University of Washington Professor Oren Etzioni gave a fun and well done keynote talk in the second day of WSDM 2008 titled "Machine Reading at Web Scale".
Oren described his motivation as looking out at what search would be like in 2020. After quoting Alan Kay as saying, "The best way to predict the future is to invent it," Oren argued that "instead of merely returning pages", computers should "read 'em."
Obviously, we are not going to solve the entire natural language understanding problem today (or, for that matter, in the next few decades), but Oren pointed out that we can make much progress just with "some level of understanding" of the pages.
Specifically, Oren discussed some of the ideas from TextRunner which extracts facts in the form (noun phrase, relation/verb, noun phrase) tuples. For example, TextRunner might learn "(Tesla, invented, coil transformer)" from scouring over web documents. The demo and paper (PDF) have details.
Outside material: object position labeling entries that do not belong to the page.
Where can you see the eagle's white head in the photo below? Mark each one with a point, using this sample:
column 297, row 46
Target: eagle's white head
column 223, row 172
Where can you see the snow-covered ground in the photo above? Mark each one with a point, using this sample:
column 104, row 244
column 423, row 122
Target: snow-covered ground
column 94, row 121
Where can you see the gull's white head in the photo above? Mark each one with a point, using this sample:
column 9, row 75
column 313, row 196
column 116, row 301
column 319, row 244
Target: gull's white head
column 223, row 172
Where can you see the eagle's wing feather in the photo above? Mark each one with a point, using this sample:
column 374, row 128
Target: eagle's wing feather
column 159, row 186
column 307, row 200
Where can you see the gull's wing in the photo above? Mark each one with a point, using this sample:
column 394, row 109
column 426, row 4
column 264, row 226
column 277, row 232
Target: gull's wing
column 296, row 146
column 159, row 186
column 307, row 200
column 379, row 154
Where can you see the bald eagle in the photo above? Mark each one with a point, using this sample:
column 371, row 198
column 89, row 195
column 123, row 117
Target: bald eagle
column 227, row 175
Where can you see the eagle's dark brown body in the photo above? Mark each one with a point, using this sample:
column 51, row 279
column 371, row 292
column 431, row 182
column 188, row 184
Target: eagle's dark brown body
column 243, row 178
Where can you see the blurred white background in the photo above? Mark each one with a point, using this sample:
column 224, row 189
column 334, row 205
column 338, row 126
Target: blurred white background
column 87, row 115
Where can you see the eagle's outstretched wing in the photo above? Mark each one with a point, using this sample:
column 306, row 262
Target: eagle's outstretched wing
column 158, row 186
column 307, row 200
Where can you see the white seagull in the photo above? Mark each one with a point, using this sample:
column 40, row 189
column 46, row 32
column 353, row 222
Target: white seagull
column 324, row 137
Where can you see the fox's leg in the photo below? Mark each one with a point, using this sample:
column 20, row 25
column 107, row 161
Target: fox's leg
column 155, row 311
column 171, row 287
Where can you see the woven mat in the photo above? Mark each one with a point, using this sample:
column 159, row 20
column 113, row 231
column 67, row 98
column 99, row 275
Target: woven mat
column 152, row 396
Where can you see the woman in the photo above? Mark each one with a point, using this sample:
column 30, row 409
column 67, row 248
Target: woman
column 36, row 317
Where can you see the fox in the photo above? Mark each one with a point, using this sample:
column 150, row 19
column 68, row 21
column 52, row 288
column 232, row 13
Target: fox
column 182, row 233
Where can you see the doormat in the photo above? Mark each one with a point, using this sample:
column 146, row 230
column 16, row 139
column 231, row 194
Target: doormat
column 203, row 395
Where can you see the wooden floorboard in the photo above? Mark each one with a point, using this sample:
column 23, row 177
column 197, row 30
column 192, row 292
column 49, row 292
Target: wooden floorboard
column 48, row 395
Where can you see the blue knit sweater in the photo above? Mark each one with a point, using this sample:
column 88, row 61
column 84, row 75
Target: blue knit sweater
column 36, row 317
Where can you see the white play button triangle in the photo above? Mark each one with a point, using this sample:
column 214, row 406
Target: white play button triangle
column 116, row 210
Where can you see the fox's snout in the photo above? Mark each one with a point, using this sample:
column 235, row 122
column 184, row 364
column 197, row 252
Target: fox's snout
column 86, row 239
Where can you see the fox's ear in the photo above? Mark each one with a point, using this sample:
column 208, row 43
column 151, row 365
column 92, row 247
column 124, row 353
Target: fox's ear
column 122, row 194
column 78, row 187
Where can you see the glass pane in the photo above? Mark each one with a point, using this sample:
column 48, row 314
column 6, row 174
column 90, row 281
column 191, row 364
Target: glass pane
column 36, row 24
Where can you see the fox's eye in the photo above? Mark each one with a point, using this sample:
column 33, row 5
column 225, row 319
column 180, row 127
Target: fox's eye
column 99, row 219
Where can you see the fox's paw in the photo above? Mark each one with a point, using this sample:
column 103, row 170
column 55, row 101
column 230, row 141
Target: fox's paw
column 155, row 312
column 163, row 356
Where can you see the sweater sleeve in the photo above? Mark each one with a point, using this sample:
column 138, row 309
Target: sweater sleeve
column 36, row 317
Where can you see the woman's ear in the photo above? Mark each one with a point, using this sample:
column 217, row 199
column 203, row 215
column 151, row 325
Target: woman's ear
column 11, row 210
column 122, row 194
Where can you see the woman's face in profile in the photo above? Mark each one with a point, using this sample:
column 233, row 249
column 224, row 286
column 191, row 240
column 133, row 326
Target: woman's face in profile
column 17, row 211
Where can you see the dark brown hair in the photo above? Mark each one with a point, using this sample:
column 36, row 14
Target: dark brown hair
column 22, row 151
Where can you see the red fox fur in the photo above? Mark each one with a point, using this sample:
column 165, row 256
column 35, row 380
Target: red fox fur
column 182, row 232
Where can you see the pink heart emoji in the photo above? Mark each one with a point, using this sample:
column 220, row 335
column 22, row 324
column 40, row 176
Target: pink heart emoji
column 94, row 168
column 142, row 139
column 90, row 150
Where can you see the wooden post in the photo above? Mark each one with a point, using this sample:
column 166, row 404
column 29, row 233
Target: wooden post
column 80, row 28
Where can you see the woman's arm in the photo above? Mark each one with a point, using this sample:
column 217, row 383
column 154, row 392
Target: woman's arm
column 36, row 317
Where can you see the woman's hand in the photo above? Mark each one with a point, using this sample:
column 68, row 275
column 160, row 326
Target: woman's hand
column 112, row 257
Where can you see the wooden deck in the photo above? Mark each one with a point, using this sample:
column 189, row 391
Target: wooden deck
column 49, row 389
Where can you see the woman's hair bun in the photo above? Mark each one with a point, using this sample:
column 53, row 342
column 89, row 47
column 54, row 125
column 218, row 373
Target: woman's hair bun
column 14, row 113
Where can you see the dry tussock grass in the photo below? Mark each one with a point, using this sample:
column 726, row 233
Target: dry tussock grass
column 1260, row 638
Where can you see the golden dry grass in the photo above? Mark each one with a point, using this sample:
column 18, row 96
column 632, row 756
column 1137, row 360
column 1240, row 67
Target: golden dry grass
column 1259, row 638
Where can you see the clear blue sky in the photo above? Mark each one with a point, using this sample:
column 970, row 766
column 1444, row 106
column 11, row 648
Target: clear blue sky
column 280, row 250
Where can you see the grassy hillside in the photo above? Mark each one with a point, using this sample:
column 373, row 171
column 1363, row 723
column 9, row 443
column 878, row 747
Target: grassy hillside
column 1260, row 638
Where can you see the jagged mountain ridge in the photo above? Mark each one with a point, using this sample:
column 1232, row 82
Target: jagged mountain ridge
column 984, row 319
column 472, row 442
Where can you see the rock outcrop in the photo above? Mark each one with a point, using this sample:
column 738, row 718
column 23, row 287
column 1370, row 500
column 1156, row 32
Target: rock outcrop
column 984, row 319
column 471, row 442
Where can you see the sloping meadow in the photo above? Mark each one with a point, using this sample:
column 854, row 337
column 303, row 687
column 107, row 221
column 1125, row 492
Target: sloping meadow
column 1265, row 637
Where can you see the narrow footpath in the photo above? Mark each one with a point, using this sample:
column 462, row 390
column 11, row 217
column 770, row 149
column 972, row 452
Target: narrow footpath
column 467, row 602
Oren then talked about how they achieved what appear to be very high accuracy rates (nearly 90% for concrete facts) using a combination of a voting scheme (called "urns" and detailed in an IJCAI 2005 paper (PDF)) and, when data is too sparse for urns, what he called a "statistical 'type check'" that looks at whether the relationship appears to make sense when compared to similar data (e.g. "Does 'Pinkerton' behave like a mayor" in terms of having similar relations as other entities labeled as a mayor).
Update: Oren's talk is now available online.